Manny Ramirez was one of the most recognizable figures in Major League Baseball for almost a decade. He was feared by pitchers around the league for his production in the batter’s box, especially in clutch moments. Ramirez made it to 12 All-Star Games and won nine Silver Slugger Awards during his 19-year career.
He even helped break the Boston Red Sox’s 86-year streak without a World Series victory, known as the “Curse of the Bambino,” with a title in 2004 in which he was the World Series MVP. Ramirez and fellow star slugger David Ortiz remained together in Boston after their first title and eventually delivered a second World Series win in 2007.
But despite all of his accomplishments, Ramirez has not been universally adored among Red Sox fans like Ortiz. Ramirez was perhaps just as well known for his accomplishments as for his on-and-off-field antics. “Manny being Manny” was harmless and lighthearted at first, but eventually soured many fans, teammates and media members as it became increasingly divisive. He was traded to the Los Angeles Dodgers during the 2008 season. By the end of the 2011 campaign, Ramirez’s MLB career was over.
Now, Ramirez finds himself back in the Boston headlines — he was honored last week by The Sports Museum in Boston during The Tradition event with other Boston sports legends.
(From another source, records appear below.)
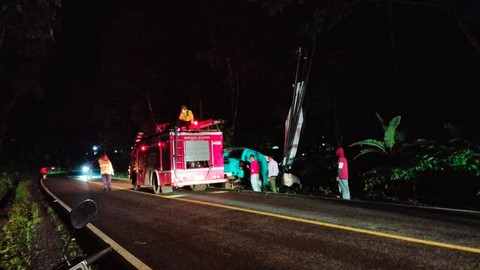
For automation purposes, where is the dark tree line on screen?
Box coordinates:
[0,0,480,172]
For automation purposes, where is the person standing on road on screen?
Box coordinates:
[335,147,350,200]
[249,155,262,192]
[98,154,114,191]
[267,155,278,193]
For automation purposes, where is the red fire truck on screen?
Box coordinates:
[131,120,228,194]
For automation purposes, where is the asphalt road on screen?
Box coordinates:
[44,176,480,270]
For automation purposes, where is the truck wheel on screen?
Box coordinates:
[153,179,162,194]
[190,184,207,191]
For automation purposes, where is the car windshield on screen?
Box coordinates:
[228,149,243,159]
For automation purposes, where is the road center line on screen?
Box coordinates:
[169,196,480,254]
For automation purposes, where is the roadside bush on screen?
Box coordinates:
[0,178,40,269]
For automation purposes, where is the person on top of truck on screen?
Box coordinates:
[178,105,194,129]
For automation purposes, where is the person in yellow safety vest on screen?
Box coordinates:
[98,154,114,191]
[178,105,194,129]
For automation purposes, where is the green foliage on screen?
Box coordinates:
[360,143,480,209]
[0,178,40,269]
[349,112,433,160]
Ramirez’s disposition upon his return to the Boston sports scene is much different than it was when his misbehavior forced the Red Sox to trade him to the Dodgers. He says he has apologized to people he ostracized on his way out.
“To be honest, I was not in a good place at that time,” Ramirez said last week in a Boston Globe article. “I wanted a change. I thought going someplace else was going to make a difference. But now, man, I know it wasn’t the place. It was me. It was my mind. It was my heart. I wasn’t thinking right.”
Ramirez, now 47, credits much of his change in attitude to his growing faith. He said he has been in seminary for five years now, simply to learn more about God.
“I’m growing. It takes time,” Ramirez said in the article. “It’s like playing baseball. If you want to be the best, you got to hit it every day. If you want to get to know God, you have to have a relationship with Him.”
He describes himself as a reformed Baptist, and he has developed an itch to preach God’s Word.
“What I’m doing now, I preach,” Ramirez said. “That’s what I do. Go into hospitals just to preach and teach people the Bible.”
Ramirez was a lifetime .312 hitter with 555 career home runs and an MLB-record 29 postseason homers. His stats may be worthy of Hall of Fame consideration, but he hasn’t received much attention from Hall of Fame voters due to a series of failed drug tests. Ramirez says he is praying for it to be God’s will that he get into baseball’s Hall of Fame.
Yet even if he never does, he is secure in the knowledge of what truly lasts.
“I’m going into another Hall of Fame,” Ramirez said. “If you read the Bible, the Bible says that your name is going to be written in the Book of Life. So it’s going to be more impressive than this. Remember, when you die, you can’t take this with you.”